5. New French President Nicolas Sarkozy is eager to put his stamp on France and change much of its economic structure, but that cannot happen until after June's parliamentary elections. In the meantime, he holds full power over the country's foreign policy apparatus and already has met with his German counterpart, Angela Merkel. France and Germany have always jointly determined exactly what "Europe" would strive to be. What are the two of them cooking up -- and who is going to try to sabotage it?

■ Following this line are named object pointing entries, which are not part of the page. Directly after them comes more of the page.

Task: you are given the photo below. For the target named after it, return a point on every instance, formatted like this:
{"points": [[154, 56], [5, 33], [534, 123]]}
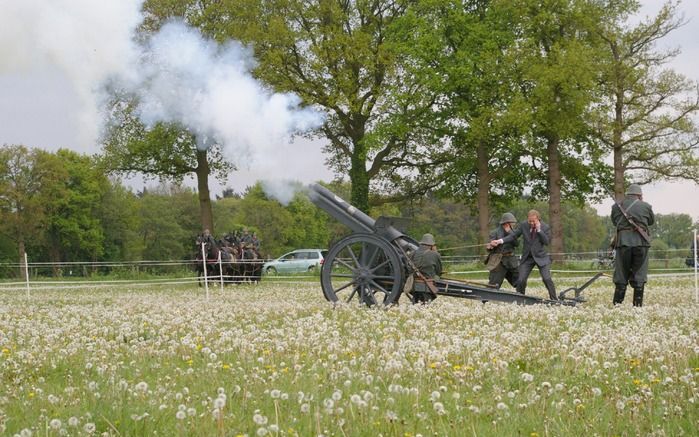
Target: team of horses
{"points": [[238, 262]]}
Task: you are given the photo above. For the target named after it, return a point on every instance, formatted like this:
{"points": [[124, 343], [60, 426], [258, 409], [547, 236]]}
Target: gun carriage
{"points": [[373, 263]]}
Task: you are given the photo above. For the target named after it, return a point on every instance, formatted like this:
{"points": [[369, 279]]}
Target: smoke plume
{"points": [[177, 74]]}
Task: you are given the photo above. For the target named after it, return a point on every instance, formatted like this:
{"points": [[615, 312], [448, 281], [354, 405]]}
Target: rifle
{"points": [[633, 223]]}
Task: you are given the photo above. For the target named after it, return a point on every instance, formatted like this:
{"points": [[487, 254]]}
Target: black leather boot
{"points": [[638, 296], [551, 289], [619, 293]]}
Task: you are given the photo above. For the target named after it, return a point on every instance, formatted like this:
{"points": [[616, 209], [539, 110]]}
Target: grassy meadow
{"points": [[276, 359]]}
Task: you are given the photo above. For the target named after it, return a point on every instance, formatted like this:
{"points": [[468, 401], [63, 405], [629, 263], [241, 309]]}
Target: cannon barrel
{"points": [[373, 263], [355, 219]]}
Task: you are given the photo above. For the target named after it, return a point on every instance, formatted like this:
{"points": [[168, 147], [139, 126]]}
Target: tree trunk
{"points": [[359, 179], [554, 183], [483, 193], [618, 151], [202, 172], [22, 251], [618, 175]]}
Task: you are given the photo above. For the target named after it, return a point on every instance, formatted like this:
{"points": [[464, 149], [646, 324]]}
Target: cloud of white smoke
{"points": [[88, 41], [178, 75], [208, 88]]}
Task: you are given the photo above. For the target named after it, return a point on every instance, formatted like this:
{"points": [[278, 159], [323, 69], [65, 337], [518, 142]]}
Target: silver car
{"points": [[298, 261]]}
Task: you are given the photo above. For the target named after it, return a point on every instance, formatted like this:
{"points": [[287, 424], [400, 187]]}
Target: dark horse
{"points": [[211, 252], [251, 262]]}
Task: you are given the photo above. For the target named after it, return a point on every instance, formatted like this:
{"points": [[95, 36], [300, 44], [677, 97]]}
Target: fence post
{"points": [[696, 276], [26, 272], [206, 278], [220, 269]]}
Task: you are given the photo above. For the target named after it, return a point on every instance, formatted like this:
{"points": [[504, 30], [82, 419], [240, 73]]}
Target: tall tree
{"points": [[21, 211], [164, 151], [71, 196], [462, 49], [556, 60], [337, 55], [646, 114]]}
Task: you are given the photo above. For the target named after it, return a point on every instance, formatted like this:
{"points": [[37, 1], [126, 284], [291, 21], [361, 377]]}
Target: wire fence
{"points": [[149, 273]]}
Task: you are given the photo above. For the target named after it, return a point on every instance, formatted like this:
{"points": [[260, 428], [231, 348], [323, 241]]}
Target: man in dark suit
{"points": [[536, 235]]}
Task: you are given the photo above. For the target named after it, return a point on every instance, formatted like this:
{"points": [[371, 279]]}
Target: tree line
{"points": [[473, 104], [481, 101], [64, 207]]}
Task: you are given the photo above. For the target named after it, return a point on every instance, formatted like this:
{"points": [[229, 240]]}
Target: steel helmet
{"points": [[428, 240], [508, 217], [634, 189]]}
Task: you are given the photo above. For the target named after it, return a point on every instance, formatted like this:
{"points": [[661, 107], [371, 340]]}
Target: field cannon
{"points": [[373, 263]]}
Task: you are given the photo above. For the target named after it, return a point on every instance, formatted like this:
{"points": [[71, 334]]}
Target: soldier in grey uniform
{"points": [[536, 235], [429, 262], [631, 262], [502, 262]]}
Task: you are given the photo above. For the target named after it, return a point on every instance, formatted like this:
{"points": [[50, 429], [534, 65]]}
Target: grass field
{"points": [[277, 359]]}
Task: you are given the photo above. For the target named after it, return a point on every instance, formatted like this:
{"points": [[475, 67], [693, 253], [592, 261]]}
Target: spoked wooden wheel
{"points": [[365, 267]]}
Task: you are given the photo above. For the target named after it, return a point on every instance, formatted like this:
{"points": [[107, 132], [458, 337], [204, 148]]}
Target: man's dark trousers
{"points": [[525, 268]]}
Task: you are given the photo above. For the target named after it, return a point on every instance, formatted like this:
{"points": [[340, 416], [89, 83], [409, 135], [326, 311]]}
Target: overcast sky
{"points": [[40, 107]]}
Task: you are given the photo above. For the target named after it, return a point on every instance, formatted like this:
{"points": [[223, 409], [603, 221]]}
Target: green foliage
{"points": [[119, 216], [339, 56], [676, 230], [72, 201]]}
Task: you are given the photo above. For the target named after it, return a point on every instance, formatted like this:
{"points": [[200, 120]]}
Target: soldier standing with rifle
{"points": [[502, 262], [428, 265], [631, 217]]}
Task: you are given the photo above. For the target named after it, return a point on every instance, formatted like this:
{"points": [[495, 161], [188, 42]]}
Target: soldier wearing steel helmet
{"points": [[631, 262], [502, 262], [429, 262]]}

6. With its announcement of a planned purchase of a 9.9 percent stake in U.S. private equity player Blackstone, China's new State Investment Co. statement surprised global markets and proved its ability to outsmart the markets -- at least as far as management plans for its $1.2 trillion of foreign exchange reserves is concerned. Blackstone is the first foreign equity purchase made with Chinese state foreign reserves, but will not likely be the last; watch out for new Chinese foreign exchange reserve-funded purchases in other foreign international intermediaries as a prelude to China funneling money through these private intermediaries into parts that Bejing intends to keep unknown.

7. The various pieces that constitute the Musharrafian republic in Pakistan are beginning to buckle under the stress of the legal crisis in the country as key ministers and power brokers start thinking of abandoning ship even as Islamist militants challenge the writ of the state. Pakistani President Gen. Pervez Musharraf is on a decline but the question is: How fast will he go down? Watch the moves of his civilian allies, generals, opposition parties, the legal community, militants and of course the United States as each of them adjusts to the deteriorating crisis of governance, using their own calculus as to when to abandon the country's embattled leader.

8. Venezuela's Radio Caracas Television, the most significant independent media in the country, will be closed down May 27 at the directive of President Hugo Chavez. Barring an unlikely opposition uprising, it will mark the end of organized resistance to Chavez's government. Should this truly spell the end of meaningful anti-Chavez activity, the government's end will then be determined by its own actions. In the long run, that could be linked to an eventual fall in oil prices, but there could be a shorter-term complication. Chavez has been expanding land redistribution programs that he says will increase the land's production under the labor of the people. Likely it will do the opposite -- most of the newly formed communes are not even producing at subsistence levels, on land that used to be very productive. Economic mismanagement has already led to food shortages in the country -- this year, no less. Could Chavez be laying the groundwork for the destruction of the country's food-production capacity, a la Zimbabwe?